Offshore Drilling Challenges Solved with Closed-Loop Systems







  
From kick detection to well control enhancement, a few rig modifications are creating new opportunities for a wide range of offshore wells.

The solution to many modern drilling challenges involves a fundamental change to one of the rig’s core components—the circulating system. Shifting from a traditional system that is open to the atmosphere to a closed-loop system requires only a few changes to common hardware. It yields significant new capabilities to monitor downhole pressures and contain, control and manage annular flow. The result is a significant improvement in safety, operational capabilities and well economics.

In offshore applications, scalable closed-loop systems and specialized marine technologies are increasing efficiencies and opening new reservoirs to development.

The industry’s first subsea rotating control device (RCD) extends these benefits to deepwater operations. Closed-loop capabilities as a well control barrier promise to further advance offshore use.
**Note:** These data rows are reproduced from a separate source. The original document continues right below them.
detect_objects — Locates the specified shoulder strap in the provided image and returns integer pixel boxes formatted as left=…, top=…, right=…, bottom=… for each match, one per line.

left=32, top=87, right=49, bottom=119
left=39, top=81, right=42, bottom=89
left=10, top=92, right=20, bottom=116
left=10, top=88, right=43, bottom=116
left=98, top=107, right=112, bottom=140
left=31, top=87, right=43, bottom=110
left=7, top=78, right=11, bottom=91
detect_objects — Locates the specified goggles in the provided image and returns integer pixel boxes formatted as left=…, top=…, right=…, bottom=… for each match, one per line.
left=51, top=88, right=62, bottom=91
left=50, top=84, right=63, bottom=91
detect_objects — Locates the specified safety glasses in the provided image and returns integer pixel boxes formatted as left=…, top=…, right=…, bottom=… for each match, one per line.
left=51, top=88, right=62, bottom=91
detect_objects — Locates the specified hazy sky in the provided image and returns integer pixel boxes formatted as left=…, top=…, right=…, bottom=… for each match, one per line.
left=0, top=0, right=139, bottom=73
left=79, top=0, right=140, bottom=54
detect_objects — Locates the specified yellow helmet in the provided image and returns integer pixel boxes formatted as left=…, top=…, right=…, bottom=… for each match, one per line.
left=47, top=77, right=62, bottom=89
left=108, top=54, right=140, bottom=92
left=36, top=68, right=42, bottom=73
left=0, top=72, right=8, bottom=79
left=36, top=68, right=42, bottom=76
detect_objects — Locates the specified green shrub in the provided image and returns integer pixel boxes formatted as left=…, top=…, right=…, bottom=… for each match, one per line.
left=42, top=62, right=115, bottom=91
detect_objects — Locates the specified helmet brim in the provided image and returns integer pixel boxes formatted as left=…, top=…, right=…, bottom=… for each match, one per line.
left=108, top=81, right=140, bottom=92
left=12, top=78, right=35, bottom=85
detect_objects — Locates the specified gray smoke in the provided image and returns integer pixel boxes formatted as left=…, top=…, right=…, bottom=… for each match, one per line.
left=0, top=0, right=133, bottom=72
Subsea rotating control device

Scalable Response

Closed-loop drilling systems are fully scalable from early kick and loss detection to wellbore control and management. This versatility provides answers to many issues that have long frustrated traditional offshore drilling operations, including expensive kick/loss episodes, total circulation losses and narrow pore-pressure/fracture-gradient windows.

The basic capability of a closed-loop system is early kick and loss detection (EKLD) to mitigate kick/loss events that can double and triple rig time and can escalate to devastating well control events.

Kick/loss cycles are often difficult to mitigate with traditional measures. Managing mud weight can be a slow response to equally slow and imprecise kick detection. However, within a closed-loop system, the drilling fluid provides a unique and immediate window to the wellbore. A kick or loss is detected as it occurs, so mitigation—conventional or managed pressure drilling (MPD)—can begin quickly before the problem escalates.

The step up to MPD occurs with the use of a choke manifold to manipulate surface pressure. This method has the same effect on equivalent circulating density as changes in mud weight.

Unlike the slow processes of circulating a column of modified density mud into the wellbore (as would be performed in conventional drilling systems) the backpressure imparted by MPD equipment is transmitted through the entire fluid column in seconds to counteract influxes or losses.